After journeying long in the world of arts and literature, including fifty years of stage and film acting and directing in England and America, Zia Mohyeddin has now chosen to collect himself and recount his years vibrant with significant experiences. So we have from him a volume called A Carrot is a Carrot, defined as a collection of “memories and reflections”.

The first and foremost is the memory of “dead leaves pulled along by the wind in the heat of the day”. With this memory haunting him he finds himself in his ancestral town, Kasur. It should be taken as an imaginative journey in the past.

He yearningly remembers the day he dared to explore the mysteries of that deserted narrow lane, which appeared to be a maze. How thrilling it was to find himself at the end of the maze under the sway of a mixture of sounds — the cries of the hawkers, the urgings of the sherbet sellers, the booming of the ganderiwallas, the tingling bells of the bicycles. He is now in the bazaar. What a vivid description of the place.

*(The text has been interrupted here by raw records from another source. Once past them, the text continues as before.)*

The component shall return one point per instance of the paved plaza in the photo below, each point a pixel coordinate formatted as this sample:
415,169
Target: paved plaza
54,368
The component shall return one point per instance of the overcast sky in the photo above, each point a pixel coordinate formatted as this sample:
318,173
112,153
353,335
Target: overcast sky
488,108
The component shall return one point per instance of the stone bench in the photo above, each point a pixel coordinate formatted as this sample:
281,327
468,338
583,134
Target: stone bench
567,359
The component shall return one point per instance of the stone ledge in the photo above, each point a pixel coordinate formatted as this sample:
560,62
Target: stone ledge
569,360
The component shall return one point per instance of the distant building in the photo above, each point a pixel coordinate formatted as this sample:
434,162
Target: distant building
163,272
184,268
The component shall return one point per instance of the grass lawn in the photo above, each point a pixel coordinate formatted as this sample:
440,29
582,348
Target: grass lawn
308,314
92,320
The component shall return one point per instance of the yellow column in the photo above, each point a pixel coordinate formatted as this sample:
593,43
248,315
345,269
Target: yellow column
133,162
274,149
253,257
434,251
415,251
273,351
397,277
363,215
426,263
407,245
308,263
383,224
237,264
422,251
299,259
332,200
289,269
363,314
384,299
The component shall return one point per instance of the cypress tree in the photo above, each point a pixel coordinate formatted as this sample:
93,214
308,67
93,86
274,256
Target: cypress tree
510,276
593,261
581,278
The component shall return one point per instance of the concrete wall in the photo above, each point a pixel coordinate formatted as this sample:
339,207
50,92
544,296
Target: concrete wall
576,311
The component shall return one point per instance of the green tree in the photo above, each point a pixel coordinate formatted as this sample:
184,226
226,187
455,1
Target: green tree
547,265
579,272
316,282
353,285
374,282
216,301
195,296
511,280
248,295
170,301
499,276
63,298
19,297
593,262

“The acrid odor of tobacco and gur lying in open sacks was soon overtaken by the aroma of freshly roasted grams. The cloth shops with their bolts of shiny silks and cotton gave off a whiff of vetiver; a few yards away was the soothing breezy fragrance of sherbets, which again dissolved into the tangy spicy fumes of fried aubergines. And once you moved down the street away from the cloth shops, it was fenugreek, fenugreek all the way”.

And how vividly he recollects the family members settled in Kasur, his eldest sister “who felt that she had an inherent authority on me”, aunt Ruqaya, “who had a kindly face and sad eyes. She had been suffering from all kinds of ailments but she did not whim or groan like my other aunts who were eternally complaining of swollen abdomens and sharp pains in their backs or their necks,” and aunt Ruqaya’s husband “Mianjee, my tall turbaned uncle, [who] rarely spoke”.

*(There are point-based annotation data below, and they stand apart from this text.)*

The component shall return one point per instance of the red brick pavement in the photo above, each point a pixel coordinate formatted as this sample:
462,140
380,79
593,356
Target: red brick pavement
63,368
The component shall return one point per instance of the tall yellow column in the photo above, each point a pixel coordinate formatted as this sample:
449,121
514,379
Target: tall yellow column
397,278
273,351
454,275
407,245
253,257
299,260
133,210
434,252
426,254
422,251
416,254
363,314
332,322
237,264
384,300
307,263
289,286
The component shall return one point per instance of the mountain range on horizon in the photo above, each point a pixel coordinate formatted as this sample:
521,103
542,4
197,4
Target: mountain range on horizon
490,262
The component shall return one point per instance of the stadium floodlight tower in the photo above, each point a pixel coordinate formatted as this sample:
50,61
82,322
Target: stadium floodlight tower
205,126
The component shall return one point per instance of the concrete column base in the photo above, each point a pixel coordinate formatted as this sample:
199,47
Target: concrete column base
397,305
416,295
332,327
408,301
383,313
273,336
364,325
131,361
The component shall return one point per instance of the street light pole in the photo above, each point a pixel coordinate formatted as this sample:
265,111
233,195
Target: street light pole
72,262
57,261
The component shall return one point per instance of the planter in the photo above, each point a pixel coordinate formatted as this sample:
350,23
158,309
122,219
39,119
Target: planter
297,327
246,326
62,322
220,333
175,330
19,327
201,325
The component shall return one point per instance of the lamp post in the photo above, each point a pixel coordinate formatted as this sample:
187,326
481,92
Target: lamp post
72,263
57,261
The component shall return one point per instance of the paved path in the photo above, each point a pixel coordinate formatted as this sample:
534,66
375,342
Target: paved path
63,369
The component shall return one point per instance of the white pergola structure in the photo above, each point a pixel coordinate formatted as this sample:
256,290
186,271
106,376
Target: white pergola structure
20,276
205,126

But most vividly comes to him the amiable image of his father. “In the best years of his life — after he burnt his English clothes and joined the Khilafat movement — he wondered a great deal in and around what was then known as Poona, trying to acquire musical knowledge from the gurus that lived in Maharashtra”.

Deeply devoted to music he was the most happiest when Punjab University announced that music would be part of its curriculum. “If that was one of the happiest days of my father’s life, then the day the music department was closed soon after the establishment of Pakistan was one of the saddest”.

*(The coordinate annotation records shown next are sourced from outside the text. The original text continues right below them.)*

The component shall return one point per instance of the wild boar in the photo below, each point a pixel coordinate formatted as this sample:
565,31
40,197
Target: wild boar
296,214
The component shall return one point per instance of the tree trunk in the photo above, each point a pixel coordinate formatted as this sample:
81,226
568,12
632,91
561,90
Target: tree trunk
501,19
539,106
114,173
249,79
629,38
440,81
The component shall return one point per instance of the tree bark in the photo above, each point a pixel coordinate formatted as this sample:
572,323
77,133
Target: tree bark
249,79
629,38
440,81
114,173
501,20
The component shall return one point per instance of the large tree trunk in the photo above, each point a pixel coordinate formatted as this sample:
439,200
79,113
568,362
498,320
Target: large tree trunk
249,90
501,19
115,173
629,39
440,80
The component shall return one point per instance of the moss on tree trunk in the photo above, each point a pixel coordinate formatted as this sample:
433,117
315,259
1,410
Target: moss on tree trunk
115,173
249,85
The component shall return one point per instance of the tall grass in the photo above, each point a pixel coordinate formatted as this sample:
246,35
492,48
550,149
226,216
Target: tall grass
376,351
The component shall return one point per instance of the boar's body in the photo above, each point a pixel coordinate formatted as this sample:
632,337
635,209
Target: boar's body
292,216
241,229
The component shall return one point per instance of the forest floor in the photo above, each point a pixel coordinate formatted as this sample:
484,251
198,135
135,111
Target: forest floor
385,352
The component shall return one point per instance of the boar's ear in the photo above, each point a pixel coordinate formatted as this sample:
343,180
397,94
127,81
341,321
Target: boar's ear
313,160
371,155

From Kasur to the England of the 1950s and from tall turbaned Mianjee to Dylan Thomas is a long way. But the young Kasurian is seen moving with ease and confidence amid the crowd of London and BBC. You can recognise many famous poets, dramatists, theater actors, film directors, such as Dylan Thomas, Louis Macneice, Tennessee Williams, E.M. Foster. And Zia Mohyeddin is seen rubbing shoulders with them. “Tennesee Williams came into my dressing room offering a limp hand… He did not talk much except to say that Foster was lucky to have found me”.

And, lo, he meets the legendary Leila Matkar. “Her long hair that reached well below her waist, her Mogul miniature eyes, and her perfectly sculpted nose had made her into the darling of portrait painters. David Lean, the great movie director, must have been taken in by this quintessence of oriental beauty”.

In this book we come across two finely written portraits, one of Zia’s father Khadim Mohyeddin, and the other of Leila Matkar. But he is careful to tell us that he always stood at a respectable distance from the magical Leila, who with her chaste Urdu had come from Hyderabad.

After drinking deep in the rich Western tradition of arts and literature Zia comes back to his land and is aghast to see that “the performing arts were confined to horse and cattle show and fine arts to calligraphy — at an official level, that is”. He adds that almost a quarter of a century ago, dance had been declared a “Hindu thing”.

Zia had returned to his land after spending time in the free world and moving among the enlightened brains of that world. Armed with a new understanding he was finding it hard to reconcile with those appearing to him as frogs in a well. In fact, he detected something wrong in our national thinking, particularly with reference to culture, arts, and literature. “Seminars on culture,” he says, are fussy, time wasting procedures. “We shall not resolve anything unless we understand that what constitutes our ‘culture’ includes a relish of pursuits that become forbidden from time to time”.

However, he has a prescription for our ailment: “What we need are a few courageous eccentrics amidst us. Eccentrics are non- conformists and are vital for the health of a society”.